St. PETERSBURG, Fla. — Every ball player experiences highs and lows.
For Owen Spiwak, one such low has come about just before the start of spring training in Florida.
One of Mississauga’s most accomplished baseball players Spiwak, a catcher for the Ontario Blue Jays, was selected for the first time to join the National Canadian Junior Baseball team. Spring training began on Monday, but Spiwak has had to sit this one out.
Last week, Spiwak sustained an injury during a pre-game warm-up and has been sidelined with a broken foot since. As a result, he has been unable to participate fully in many of the team’s practices.
But Spiwak is not discouraged. Doctors have ordered him to wear a foot brace for a couple weeks as a precautionary measure, but everyone is confidant that he will be healthy and ready to play in Team Canada’s first game on April 12 in Orlando.
“Every day it’s been progressively getting better a lot,” said Spiwak. For now he is concentrating on rehabilitating his injury and focusing on upper body workouts.
Spiwak’s biggest fan, his father Mike, is also certain that Owen will be back in action soon. But he does appreciate the importance of precautionary measures to assure no further damage is done and encourages Owen to fully recover before recommencing.
“It’s baseball. You have your ups-and-downs, you’ll hit your slums every once in a while,” said the elder Spiwak. “You’re going to have peaks and valleys your whole life. Right now, he’s in the valley, he broke his foot, there’s nothing he can do about it. You’ve got to forget about it, put that aside, work hard, and good things will come.”
Owen is accustomed to working hard and punching above his weight. As an example, Ontario Blue Jays coach Dan Bleiwas called him up to the under-18 roster when Owen was only 15, the youngest player on the team, due largely in part to his physical and mental maturity.
“He was ready,” said Bleiwas. “It’s biological, not chronological, age.”
Spiwak’s game maturity has given him a competitive edge and significant recognition.
“He always played a year [above],” explained his father. “So he always had kids older than him and at a higher level, which I think really helped him a lot. They were mature, that much bigger, and he had to bring his game up, and he always did.”

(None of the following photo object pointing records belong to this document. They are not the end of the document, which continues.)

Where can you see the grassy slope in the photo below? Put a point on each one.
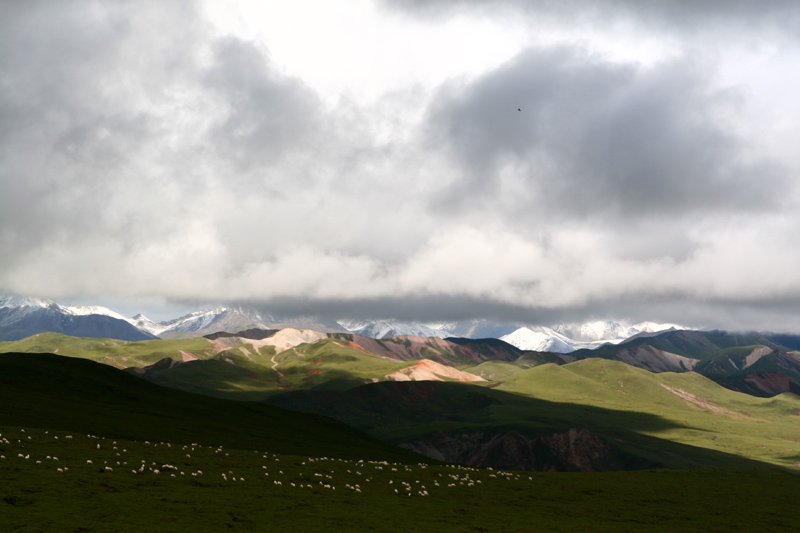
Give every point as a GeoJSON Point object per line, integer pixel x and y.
{"type": "Point", "coordinates": [627, 405]}
{"type": "Point", "coordinates": [116, 353]}
{"type": "Point", "coordinates": [758, 428]}
{"type": "Point", "coordinates": [87, 497]}
{"type": "Point", "coordinates": [48, 391]}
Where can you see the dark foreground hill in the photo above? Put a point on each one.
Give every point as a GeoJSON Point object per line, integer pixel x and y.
{"type": "Point", "coordinates": [54, 392]}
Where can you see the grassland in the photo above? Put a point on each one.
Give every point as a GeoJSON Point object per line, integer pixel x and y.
{"type": "Point", "coordinates": [66, 481]}
{"type": "Point", "coordinates": [224, 465]}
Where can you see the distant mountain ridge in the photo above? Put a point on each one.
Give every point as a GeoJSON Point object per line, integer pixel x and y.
{"type": "Point", "coordinates": [22, 317]}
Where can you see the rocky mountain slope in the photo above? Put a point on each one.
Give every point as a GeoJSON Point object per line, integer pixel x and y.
{"type": "Point", "coordinates": [23, 317]}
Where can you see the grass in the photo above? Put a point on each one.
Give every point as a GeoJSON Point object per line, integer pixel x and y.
{"type": "Point", "coordinates": [53, 392]}
{"type": "Point", "coordinates": [121, 491]}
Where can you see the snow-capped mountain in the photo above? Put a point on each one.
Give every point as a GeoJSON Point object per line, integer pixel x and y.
{"type": "Point", "coordinates": [382, 329]}
{"type": "Point", "coordinates": [539, 339]}
{"type": "Point", "coordinates": [566, 338]}
{"type": "Point", "coordinates": [22, 317]}
{"type": "Point", "coordinates": [211, 321]}
{"type": "Point", "coordinates": [86, 310]}
{"type": "Point", "coordinates": [600, 330]}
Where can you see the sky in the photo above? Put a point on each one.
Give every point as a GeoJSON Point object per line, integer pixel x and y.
{"type": "Point", "coordinates": [521, 161]}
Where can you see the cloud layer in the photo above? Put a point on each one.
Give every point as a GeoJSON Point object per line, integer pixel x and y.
{"type": "Point", "coordinates": [147, 153]}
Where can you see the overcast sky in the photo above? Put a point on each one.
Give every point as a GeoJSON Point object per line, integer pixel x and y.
{"type": "Point", "coordinates": [423, 160]}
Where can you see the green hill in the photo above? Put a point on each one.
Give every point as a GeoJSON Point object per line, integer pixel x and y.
{"type": "Point", "coordinates": [668, 419]}
{"type": "Point", "coordinates": [49, 391]}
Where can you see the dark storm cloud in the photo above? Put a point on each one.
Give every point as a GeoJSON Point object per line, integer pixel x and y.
{"type": "Point", "coordinates": [269, 115]}
{"type": "Point", "coordinates": [586, 135]}
{"type": "Point", "coordinates": [72, 79]}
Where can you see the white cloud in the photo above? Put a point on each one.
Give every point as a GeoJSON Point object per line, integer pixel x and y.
{"type": "Point", "coordinates": [359, 161]}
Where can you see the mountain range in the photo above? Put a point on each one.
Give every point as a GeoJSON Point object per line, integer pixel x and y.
{"type": "Point", "coordinates": [23, 316]}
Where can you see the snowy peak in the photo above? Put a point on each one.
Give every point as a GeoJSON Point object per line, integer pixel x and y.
{"type": "Point", "coordinates": [566, 338]}
{"type": "Point", "coordinates": [539, 339]}
{"type": "Point", "coordinates": [85, 310]}
{"type": "Point", "coordinates": [383, 329]}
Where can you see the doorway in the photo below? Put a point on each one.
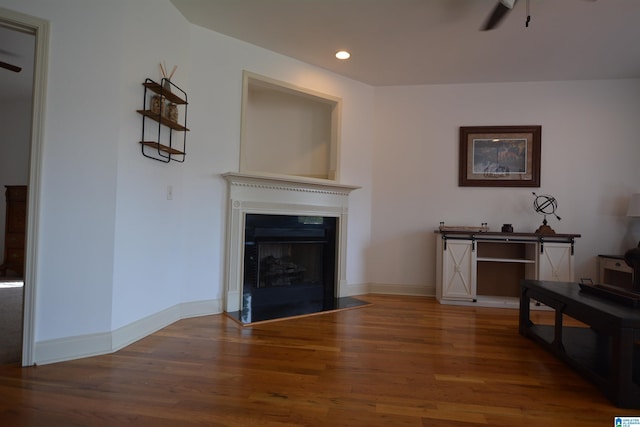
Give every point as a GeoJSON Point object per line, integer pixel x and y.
{"type": "Point", "coordinates": [23, 63]}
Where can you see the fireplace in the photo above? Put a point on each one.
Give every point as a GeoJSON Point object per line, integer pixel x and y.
{"type": "Point", "coordinates": [289, 260]}
{"type": "Point", "coordinates": [286, 244]}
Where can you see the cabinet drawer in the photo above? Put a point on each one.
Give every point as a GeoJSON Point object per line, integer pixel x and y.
{"type": "Point", "coordinates": [615, 264]}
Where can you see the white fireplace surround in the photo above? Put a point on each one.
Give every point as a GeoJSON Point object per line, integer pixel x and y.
{"type": "Point", "coordinates": [277, 195]}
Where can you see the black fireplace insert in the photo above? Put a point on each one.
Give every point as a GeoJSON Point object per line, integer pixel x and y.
{"type": "Point", "coordinates": [289, 261]}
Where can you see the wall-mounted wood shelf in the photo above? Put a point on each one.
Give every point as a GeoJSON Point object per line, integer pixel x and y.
{"type": "Point", "coordinates": [163, 148]}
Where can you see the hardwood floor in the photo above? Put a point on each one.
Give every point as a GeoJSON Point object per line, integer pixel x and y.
{"type": "Point", "coordinates": [403, 361]}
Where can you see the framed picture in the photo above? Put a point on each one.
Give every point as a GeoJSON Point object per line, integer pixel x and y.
{"type": "Point", "coordinates": [499, 156]}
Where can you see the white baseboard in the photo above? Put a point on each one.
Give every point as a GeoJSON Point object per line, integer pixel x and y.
{"type": "Point", "coordinates": [396, 289]}
{"type": "Point", "coordinates": [58, 350]}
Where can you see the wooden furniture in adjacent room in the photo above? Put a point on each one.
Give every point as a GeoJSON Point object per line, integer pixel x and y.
{"type": "Point", "coordinates": [485, 268]}
{"type": "Point", "coordinates": [15, 231]}
{"type": "Point", "coordinates": [603, 349]}
{"type": "Point", "coordinates": [614, 271]}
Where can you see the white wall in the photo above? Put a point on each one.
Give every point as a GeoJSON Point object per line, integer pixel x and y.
{"type": "Point", "coordinates": [116, 257]}
{"type": "Point", "coordinates": [590, 152]}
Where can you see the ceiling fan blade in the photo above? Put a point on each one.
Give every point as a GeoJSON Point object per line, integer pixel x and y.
{"type": "Point", "coordinates": [499, 12]}
{"type": "Point", "coordinates": [10, 67]}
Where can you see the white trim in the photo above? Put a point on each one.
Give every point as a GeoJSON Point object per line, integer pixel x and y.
{"type": "Point", "coordinates": [41, 29]}
{"type": "Point", "coordinates": [70, 348]}
{"type": "Point", "coordinates": [411, 290]}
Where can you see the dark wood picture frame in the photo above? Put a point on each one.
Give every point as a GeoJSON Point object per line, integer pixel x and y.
{"type": "Point", "coordinates": [500, 156]}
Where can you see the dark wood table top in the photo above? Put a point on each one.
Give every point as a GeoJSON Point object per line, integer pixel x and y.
{"type": "Point", "coordinates": [582, 305]}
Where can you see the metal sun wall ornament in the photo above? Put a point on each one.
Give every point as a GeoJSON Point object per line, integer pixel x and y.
{"type": "Point", "coordinates": [544, 205]}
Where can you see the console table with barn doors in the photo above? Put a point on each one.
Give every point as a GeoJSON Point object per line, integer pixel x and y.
{"type": "Point", "coordinates": [485, 268]}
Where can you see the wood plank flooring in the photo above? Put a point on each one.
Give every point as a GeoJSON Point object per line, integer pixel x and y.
{"type": "Point", "coordinates": [403, 361]}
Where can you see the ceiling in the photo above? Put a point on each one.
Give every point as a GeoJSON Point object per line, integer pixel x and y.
{"type": "Point", "coordinates": [16, 48]}
{"type": "Point", "coordinates": [408, 42]}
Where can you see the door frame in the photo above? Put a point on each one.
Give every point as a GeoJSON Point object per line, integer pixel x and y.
{"type": "Point", "coordinates": [40, 28]}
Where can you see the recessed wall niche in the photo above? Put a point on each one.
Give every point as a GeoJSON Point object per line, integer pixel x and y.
{"type": "Point", "coordinates": [288, 130]}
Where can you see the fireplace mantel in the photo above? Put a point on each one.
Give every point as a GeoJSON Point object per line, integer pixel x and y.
{"type": "Point", "coordinates": [292, 183]}
{"type": "Point", "coordinates": [280, 195]}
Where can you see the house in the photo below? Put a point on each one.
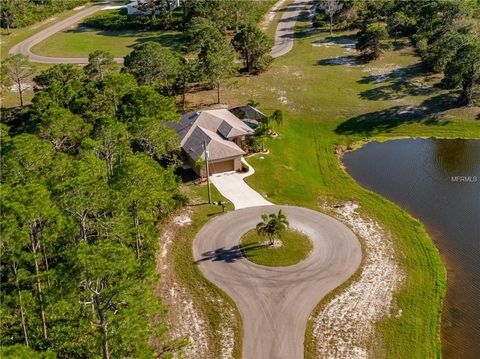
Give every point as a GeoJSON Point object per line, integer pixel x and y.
{"type": "Point", "coordinates": [132, 7]}
{"type": "Point", "coordinates": [249, 115]}
{"type": "Point", "coordinates": [221, 131]}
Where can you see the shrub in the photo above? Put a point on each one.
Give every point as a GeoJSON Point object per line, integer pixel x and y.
{"type": "Point", "coordinates": [255, 143]}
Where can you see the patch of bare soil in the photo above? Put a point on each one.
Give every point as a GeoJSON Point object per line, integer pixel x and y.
{"type": "Point", "coordinates": [345, 327]}
{"type": "Point", "coordinates": [185, 319]}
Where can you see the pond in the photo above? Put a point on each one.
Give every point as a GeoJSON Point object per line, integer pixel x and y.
{"type": "Point", "coordinates": [438, 182]}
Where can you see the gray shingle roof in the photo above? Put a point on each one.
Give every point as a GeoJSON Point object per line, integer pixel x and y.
{"type": "Point", "coordinates": [216, 128]}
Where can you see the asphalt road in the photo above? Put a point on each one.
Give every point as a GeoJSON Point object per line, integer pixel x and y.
{"type": "Point", "coordinates": [275, 302]}
{"type": "Point", "coordinates": [284, 35]}
{"type": "Point", "coordinates": [25, 46]}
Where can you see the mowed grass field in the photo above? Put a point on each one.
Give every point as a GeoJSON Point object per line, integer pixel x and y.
{"type": "Point", "coordinates": [81, 41]}
{"type": "Point", "coordinates": [331, 100]}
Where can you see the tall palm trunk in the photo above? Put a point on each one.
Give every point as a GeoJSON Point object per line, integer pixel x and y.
{"type": "Point", "coordinates": [136, 225]}
{"type": "Point", "coordinates": [20, 304]}
{"type": "Point", "coordinates": [35, 234]}
{"type": "Point", "coordinates": [103, 326]}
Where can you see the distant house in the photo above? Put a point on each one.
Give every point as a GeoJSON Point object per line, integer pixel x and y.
{"type": "Point", "coordinates": [132, 7]}
{"type": "Point", "coordinates": [221, 131]}
{"type": "Point", "coordinates": [249, 115]}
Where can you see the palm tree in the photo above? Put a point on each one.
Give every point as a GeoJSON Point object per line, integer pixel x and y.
{"type": "Point", "coordinates": [272, 225]}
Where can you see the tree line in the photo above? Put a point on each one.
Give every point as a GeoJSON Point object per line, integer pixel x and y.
{"type": "Point", "coordinates": [86, 177]}
{"type": "Point", "coordinates": [446, 34]}
{"type": "Point", "coordinates": [161, 15]}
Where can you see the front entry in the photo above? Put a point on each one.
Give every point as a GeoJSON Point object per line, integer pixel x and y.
{"type": "Point", "coordinates": [223, 166]}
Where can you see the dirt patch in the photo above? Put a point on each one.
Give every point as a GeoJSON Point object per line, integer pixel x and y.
{"type": "Point", "coordinates": [185, 318]}
{"type": "Point", "coordinates": [345, 327]}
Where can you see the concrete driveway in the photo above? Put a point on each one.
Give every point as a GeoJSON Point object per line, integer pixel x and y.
{"type": "Point", "coordinates": [232, 186]}
{"type": "Point", "coordinates": [284, 35]}
{"type": "Point", "coordinates": [275, 302]}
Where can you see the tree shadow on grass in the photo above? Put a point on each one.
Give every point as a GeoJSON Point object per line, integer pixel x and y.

Spiwak was also of the lucky ones invited to the Baseball Canada Mizuno Junior Elite Camp at the Rogers Centre for the last two years, where he got the chance to meet Toronto Blue Jays superstars Brett Lawrie and JP Arencibia.
The experience of playing on the Rogers Centre was fantastic, an up-close taste of what the professional level is like. And coach Bleiwas believes in Spiwak’s goal of someday making it into professional baseball.
“He’s got the physical ability and tools to make it pro,” said Bleiwas.
Part of the privilege of playing for a team such as the OBJs is the maintenance of school grades, said OBJ coach Bleiwas, who keeps a close watch on his players’ attendance and academic standings. This means a lot of homework on the road and keeping up with schoolwork at the same time.
“It’s difficult sometimes,” says Spiwak, “but I wouldn’t have it a different way.”